На самом деле, каждый сильный учитель создает свободное пространство вокруг себя в любой школе мира. Очень приятно приехать в эту школу («Новая школа» в Раменках, г. Москва), такую красивую интересную, очень приятно приехать в нее еще и потому, что здесь собралась очень интересная педагогическая команда. Много лет работая журналистом 1 сентября, кроме исследовательской работы, я ездила по разным, совершенно, регионам и писала про учителей. Так вот, нет хорошего учителя, который не создавал бы свободное образовательное пространство вокруг себя, таких учителей не существует. В любой школе, как только мне показывали любого учителя и говорили: «Вот, это вот у него или у нее  всё получается, его/ее обожают дети». Стоило задать несколько вопросов, и я сняла, за счёт чего это складывать.

 

Ольга Леоньтева обращается к аудитории: Ну, например, учителя, поднимите руки. (поднимаются руки) Здесь в основном учителя, классно. Вы — ну, скажу такое слово — манипулируете с отметками, с оцениванием? Кто из вас хоть когда-нибудь предлагал детям оценивать самих себя? (слушатели кивают, соглашаются) Угу. Оценивать друг друга? Угу. Кто из вас ходит в походы, ставит спектакли, занимается какой-то внеурочной деятельностью с детьми, в которой есть разновозрастные группы? У кого? У вас есть разновозрастные группы? Дети разных возрастов? Ага. (ответы из зала: да, есть) Вот это примерные вопросы, которые задаются любому, и выясняется, что, как только мы делаем шаг из класса и предлагаем детям прийти не потому что их туда загнали, а потому что им может быть с нами интересно, потому что может быть сделано какое-то дело, в котором эти дети сумеют принимать решения, рисковать, проваливаться, побеждать. В этот момент мы словно выступаем из класса школы, делаем шаг в другую школу, в другое пространство. И дети начинают нам доверять и начинают нас понимать. Мы начинаем говорить на одном языке. Но в этом пространстве нужен договор, нужно договариваться. В этом пространстве отметок отметками не поможешь. Ты не можешь сказать, что я поставлю тебе двойку, если ты не будешь играть спектакль, — ты не имеешь на это права. При этом ребенок имеет право сойти с дистанции. У него что-то не получилось и что мы делаем? Мы договариваемся лично с этим человеком. Мы просим договориться с ним старших детей. Совершенно другая работа, но, вот беда, она называется воспитательная работа.

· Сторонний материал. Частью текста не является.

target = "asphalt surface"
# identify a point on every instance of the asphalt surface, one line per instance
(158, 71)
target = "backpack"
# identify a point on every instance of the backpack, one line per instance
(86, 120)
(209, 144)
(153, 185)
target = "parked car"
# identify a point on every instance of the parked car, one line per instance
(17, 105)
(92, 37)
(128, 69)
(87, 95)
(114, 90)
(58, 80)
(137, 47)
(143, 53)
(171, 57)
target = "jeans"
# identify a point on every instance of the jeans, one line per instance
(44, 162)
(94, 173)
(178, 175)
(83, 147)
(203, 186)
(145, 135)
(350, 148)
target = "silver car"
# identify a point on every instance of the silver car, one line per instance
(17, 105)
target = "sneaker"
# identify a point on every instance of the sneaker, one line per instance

А потом приходим в класс и этим же самым детям говорим: «А теперь я расскажу вам про червяка или что дважды два — четыре». И этот же самый человек замолкает и превращается…

Так вот, к школам самонаправленным. В двух словах. В школах, которые сейчас называют типа Саммерхилл не изменяют учебный процесс, хотя делают его открытым для детей. Дети выбирают тот или иной курс, который имеют право проходить. Но курс строится без самостоятельности, точнее, так начиналось в самом начале, и было почти до конца 20 века. Сейчас перестраиваются эти пространства, делаются, в общем-то, сильно другими. И что выяснилось? Дети очень часто выбирают тот или иной курс, и — скажите, что происходит? — неделю-две они ходят, и что происходит? — благополучно перестают ходить. Довольно большой процент. Вот в школах, типа Саммерхилл, есть условия, договор с детьми: если ты не посетил какое-то количество занятий из этого курса, ты имеешь право его бросить, перестать на него ходить и вернуться на него через определенное время (через семестр или два, в зависимости от того, как часто этот курс заявляется). Понятно? Да? (слушатели кивают)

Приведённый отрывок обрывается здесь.